Positively, though, the ESB proposed the introduction of a maturity plan, a rolling reform initiative that will be updated as issues arise and priorities shift. In a sector as dynamic and fast-moving as DER, this is an important addition that will provide the industry with the flexibility to adapt to the ever-changing requirements of customers and new technologies.
The other significant piece of reform currently underway is the Australian Energy Market Commission’s (AEMC) rule change on access, pricing and incentive arrangements for DER. Among other things, this has recommended that distribution networks be given the ability to charge DER customers to export power to the grid. It’s fair to say that this hasn’t been particularly well-received within the industry, with many dismissing the proposal as a “sun tax”.
While dismissing the AEMC rule change as a sun tax is too simplistic, the proposal does raise a number of significant concerns. Foremost among these is the uncertainty it will create for both existing solar PV owners and prospective customers.
For existing solar PV owners, the sizeable investment required to purchase a rooftop solar system is based on a set of specific assumptions calculated across a system’s lifetime. Fundamentally changing the value structure of rooftop solar from a model where customers are paid for exporting electricity through feed-in tariffs to one where they are charged for exporting power to the grid has the potential to radically alter the economic basis on which an initial purchasing decision was made.
For customers looking to purchase rooftop solar, the proposed introduction of export tariffs would make it impossible for solar designers and retailers to provide them with a reliable estimate of the likely return on their investment. This would be a significant barrier to entry for new customers that could harm the continued growth of the rooftop solar industry.
The simple solution to these problems would be for the AEMC to only apply export tariffs to new connections, removing the uncertainty for existing customers and giving prospective customers a complete picture of their likely return on investment when making a purchasing decision.
While these high-level reforms will have a major impact on the future of the Australian rooftop solar industry, we can’t forget the importance of things such as compliance in maintaining the industry’s reputation. After all, if consumers lose trust in the industry and stop investing in rooftop solar, the distributed energy future being mapped out in these high-level reforms will fail to eventuate.
This is why the Clean Energy Council continues to improve compliance on its regulatory programs. Most recently, this has involved a crackdown on installers being on-site for sign-off of solar PV installations, but also includes ongoing work to ensure that installers are complying with all their obligations under the SRES and the Clean Energy Council’s accreditation guidelines.

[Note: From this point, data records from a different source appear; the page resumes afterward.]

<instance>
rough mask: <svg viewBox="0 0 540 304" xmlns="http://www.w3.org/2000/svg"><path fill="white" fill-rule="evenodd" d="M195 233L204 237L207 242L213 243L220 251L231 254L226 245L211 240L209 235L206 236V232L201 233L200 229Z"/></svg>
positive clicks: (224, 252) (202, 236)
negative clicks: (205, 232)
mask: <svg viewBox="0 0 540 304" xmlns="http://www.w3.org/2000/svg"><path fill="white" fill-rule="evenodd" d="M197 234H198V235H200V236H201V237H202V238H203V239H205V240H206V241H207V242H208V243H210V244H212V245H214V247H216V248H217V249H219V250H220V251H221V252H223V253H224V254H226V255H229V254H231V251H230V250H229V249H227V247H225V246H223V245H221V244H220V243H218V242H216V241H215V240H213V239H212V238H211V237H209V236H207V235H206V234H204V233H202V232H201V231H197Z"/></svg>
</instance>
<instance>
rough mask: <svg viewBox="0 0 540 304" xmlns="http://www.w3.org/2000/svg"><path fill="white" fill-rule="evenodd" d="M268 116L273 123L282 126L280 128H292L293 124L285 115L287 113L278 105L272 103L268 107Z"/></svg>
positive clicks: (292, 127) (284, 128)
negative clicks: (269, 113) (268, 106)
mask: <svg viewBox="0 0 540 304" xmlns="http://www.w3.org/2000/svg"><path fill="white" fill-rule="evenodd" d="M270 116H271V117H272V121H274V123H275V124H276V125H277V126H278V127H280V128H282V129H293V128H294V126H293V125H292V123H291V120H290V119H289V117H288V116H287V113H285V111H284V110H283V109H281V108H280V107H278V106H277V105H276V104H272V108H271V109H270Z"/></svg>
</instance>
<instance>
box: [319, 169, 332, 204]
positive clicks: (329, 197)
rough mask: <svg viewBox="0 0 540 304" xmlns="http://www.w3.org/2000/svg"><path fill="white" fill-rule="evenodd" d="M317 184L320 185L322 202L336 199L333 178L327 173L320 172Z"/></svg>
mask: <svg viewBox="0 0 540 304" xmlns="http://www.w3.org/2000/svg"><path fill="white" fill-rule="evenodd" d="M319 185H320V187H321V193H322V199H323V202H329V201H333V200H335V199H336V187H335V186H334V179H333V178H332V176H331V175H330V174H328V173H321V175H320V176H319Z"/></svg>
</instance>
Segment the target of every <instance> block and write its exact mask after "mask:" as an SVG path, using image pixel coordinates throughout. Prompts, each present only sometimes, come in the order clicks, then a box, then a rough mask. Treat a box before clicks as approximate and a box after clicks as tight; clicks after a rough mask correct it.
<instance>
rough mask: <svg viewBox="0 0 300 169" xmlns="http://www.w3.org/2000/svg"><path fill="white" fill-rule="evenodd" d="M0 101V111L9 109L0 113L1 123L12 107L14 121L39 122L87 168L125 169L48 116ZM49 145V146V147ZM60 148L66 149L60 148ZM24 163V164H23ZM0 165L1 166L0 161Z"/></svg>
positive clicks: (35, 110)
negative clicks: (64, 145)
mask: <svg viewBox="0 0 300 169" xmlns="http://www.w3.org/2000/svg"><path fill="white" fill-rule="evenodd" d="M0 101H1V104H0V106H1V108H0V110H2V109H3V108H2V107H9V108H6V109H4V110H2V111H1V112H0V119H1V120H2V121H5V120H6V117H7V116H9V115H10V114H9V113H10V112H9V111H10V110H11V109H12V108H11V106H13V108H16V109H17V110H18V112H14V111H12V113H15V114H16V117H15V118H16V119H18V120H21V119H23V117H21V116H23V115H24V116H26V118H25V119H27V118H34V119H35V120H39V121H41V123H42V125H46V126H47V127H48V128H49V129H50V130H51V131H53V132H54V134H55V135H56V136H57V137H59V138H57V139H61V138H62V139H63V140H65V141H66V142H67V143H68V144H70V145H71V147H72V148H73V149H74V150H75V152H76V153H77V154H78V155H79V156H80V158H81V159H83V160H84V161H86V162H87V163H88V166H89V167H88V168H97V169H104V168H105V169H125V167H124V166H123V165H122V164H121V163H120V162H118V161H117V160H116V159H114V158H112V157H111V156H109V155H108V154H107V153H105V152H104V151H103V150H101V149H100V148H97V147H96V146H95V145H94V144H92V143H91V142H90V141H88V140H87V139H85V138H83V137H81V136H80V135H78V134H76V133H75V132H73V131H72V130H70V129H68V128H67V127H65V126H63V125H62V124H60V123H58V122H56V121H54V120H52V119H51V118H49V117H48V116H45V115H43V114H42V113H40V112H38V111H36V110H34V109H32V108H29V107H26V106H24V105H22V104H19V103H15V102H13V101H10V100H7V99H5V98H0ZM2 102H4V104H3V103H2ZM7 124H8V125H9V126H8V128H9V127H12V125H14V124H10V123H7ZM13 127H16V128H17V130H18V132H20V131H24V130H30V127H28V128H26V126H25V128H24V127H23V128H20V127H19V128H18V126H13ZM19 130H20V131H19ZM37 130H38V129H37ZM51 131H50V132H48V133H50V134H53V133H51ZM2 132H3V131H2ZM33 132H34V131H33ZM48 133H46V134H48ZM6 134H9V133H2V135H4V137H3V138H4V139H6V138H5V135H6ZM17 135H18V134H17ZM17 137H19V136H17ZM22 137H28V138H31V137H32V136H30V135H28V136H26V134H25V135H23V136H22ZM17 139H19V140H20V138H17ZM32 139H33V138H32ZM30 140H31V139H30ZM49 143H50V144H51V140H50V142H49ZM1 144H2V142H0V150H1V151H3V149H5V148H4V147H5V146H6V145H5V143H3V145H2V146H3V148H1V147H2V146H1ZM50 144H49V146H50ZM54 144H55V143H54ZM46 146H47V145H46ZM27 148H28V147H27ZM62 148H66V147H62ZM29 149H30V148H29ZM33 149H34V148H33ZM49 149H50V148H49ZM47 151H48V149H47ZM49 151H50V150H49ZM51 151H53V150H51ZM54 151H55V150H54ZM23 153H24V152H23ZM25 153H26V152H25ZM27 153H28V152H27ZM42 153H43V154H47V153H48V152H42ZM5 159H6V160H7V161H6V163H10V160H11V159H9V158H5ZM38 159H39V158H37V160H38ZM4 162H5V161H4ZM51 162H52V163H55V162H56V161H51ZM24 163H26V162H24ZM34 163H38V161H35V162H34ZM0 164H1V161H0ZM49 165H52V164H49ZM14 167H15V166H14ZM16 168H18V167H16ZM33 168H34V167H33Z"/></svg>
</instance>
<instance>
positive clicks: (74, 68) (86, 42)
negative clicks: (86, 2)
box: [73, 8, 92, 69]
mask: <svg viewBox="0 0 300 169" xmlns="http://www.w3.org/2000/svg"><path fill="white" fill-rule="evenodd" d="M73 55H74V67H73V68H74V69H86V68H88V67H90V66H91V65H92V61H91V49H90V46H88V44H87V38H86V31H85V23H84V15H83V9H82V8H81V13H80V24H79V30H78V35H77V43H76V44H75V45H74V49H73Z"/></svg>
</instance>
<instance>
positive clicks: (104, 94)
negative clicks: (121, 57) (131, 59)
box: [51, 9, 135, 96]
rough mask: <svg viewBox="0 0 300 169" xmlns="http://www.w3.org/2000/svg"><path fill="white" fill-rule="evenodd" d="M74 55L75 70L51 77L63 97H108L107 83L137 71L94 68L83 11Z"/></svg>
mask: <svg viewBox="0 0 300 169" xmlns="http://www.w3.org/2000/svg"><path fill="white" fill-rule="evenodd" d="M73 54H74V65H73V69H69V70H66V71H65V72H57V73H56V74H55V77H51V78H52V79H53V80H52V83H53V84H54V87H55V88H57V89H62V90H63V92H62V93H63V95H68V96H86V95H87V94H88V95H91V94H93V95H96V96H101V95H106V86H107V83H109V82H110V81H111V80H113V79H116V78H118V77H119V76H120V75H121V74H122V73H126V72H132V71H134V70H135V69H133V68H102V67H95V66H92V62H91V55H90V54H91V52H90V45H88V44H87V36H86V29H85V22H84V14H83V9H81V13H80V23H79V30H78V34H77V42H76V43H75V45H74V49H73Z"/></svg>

While the changes occurring in the rooftop solar sector at present are creating uncertainty for those working in the industry, it’s important that we solve the challenges now before they get out of hand or become entrenched.
As we’ve seen all too well in other parts of the electricity market, ignoring problems until it’s too late results in knee-jerk reactions that are often detrimental to the industry’s ongoing success. Ensuring that we get it right now will save us a lot of pain in the future and will guarantee that DER plays a prominent role in our clean energy future.
This article was initially published in the July issue of Ecogeneration 2021.